Global Government and Corporate Debt
Context:
The total outstanding government and corporate bonds worldwide exceeded $100 trillion in 2023, according to a report released by the Organisation for Economic Co-operation and Development (OECD).
Rising Interest Costs and Economic Impact
- Interest Costs: Between 2021 and 2024, interest costs as a share of global economic output increased from historic lows to the highest levels seen in two decades.
- According to the OECD, governments within its member states spent 3.3% of their GDP on interest payments in 2023—exceeding their defence expenditures.
- Although central banks have begun reducing interest rates, borrowing costs remain significantly higher than pre-2022 levels.
- Consequently, as low-interest debt continues to be replaced, the burden of interest payments is expected to rise further.
- Fiscal Challenges: This trend is unfolding at a time when governments are facing significant fiscal challenges.
- For instance, Germany recently approved a massive infrastructure investment plan and increased defence spending at the European level.
- Additionally, major economies must contend with persistent expenses related to climate change initiatives and ageing populations.
OECD
The Organisation for Economic Co-operation and Development (OECD) is an international organisation founded in 1961 to stimulate economic progress and world trade. It serves as a platform for member countries to collaborate, compare policy experiences, and develop solutions to common challenges. The OECD is headquartered at the Château de la Muette in Paris, France. It comprises 38 member countries, primarily high-income democracies with market economies including nations from Europe, North America, Asia-Pacific, and Latin America. It publishes economic reports, statistical databases, and policy recommendations.
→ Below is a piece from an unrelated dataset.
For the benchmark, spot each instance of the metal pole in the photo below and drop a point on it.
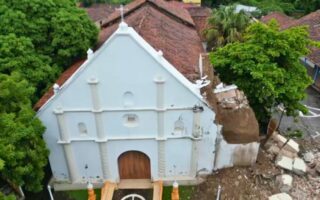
(219, 192)
(50, 192)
The OECD evolved from the Organisation for European Economic Co-operation (OEEC), which was established in 1948 to administer Marshall Plan aid for post-war reconstruction in Europe.
Constraints on Future Borrowing
- The OECD warned that the combination of rising debt levels and higher borrowing costs could restrict future borrowing capacity, especially at a time when global investment needs are at an all-time high.
- Despite the increase in interest rates, more than half of OECD countries and nearly a third of emerging markets are still servicing debt at lower rates than current market levels.
- However, refinancing pressures remain high, with nearly half of government and corporate debt in these economies set to mature by 2027.
Refinancing Risks for Low-Income Nations
- Low-income countries and high-risk economies face the most severe refinancing challenges.
- More than 50% of their debt will mature within the next three years, and over 20% is due this year, the report noted.
- As borrowing becomes more expensive, governments and corporations must ensure that their debt is directed toward long-term economic growth and productivity, OECD’s Head of Capital Markets and Financial Institutions, Serdar Celik, emphasised.
Shifting Corporate Borrowing Trends
- Since 2008, companies have increasingly used debt for financial engineering, such as refinancing existing obligations and shareholder payouts, rather than for capital investments.
- This shift has contributed to declining corporate investment levels, the OECD noted.
- In emerging markets, where foreign currency borrowing is prevalent, the OECD emphasised the need to develop local capital markets to reduce dependency on external debt.
- The cost of issuing dollar-denominated bonds has surged from around 4% in 2020 to over 6% in 2024, with junk-rated economies facing rates exceeding 8%.
- Many emerging markets struggle to tap into domestic financial resources due to low savings rates and underdeveloped capital markets.
Geopolitical Tens`ions and Climate Financing Challenges
- The OECD report also highlighted the significant financial challenge of transitioning to a net-zero emissions economy.
- Emerging markets outside China are expected to face a $10 trillion funding gap to meet the Paris Climate Agreement goals by 2050.
- If these necessary climate investments are financed primarily through public borrowing, debt-to-GDP ratios could rise by 25 percentage points in advanced economies and by 41 percentage points in China by mid-century.
As global economies navigate these financial hurdles, strategic investments and responsible borrowing practices will be crucial in ensuring economic stability and sustainable growth.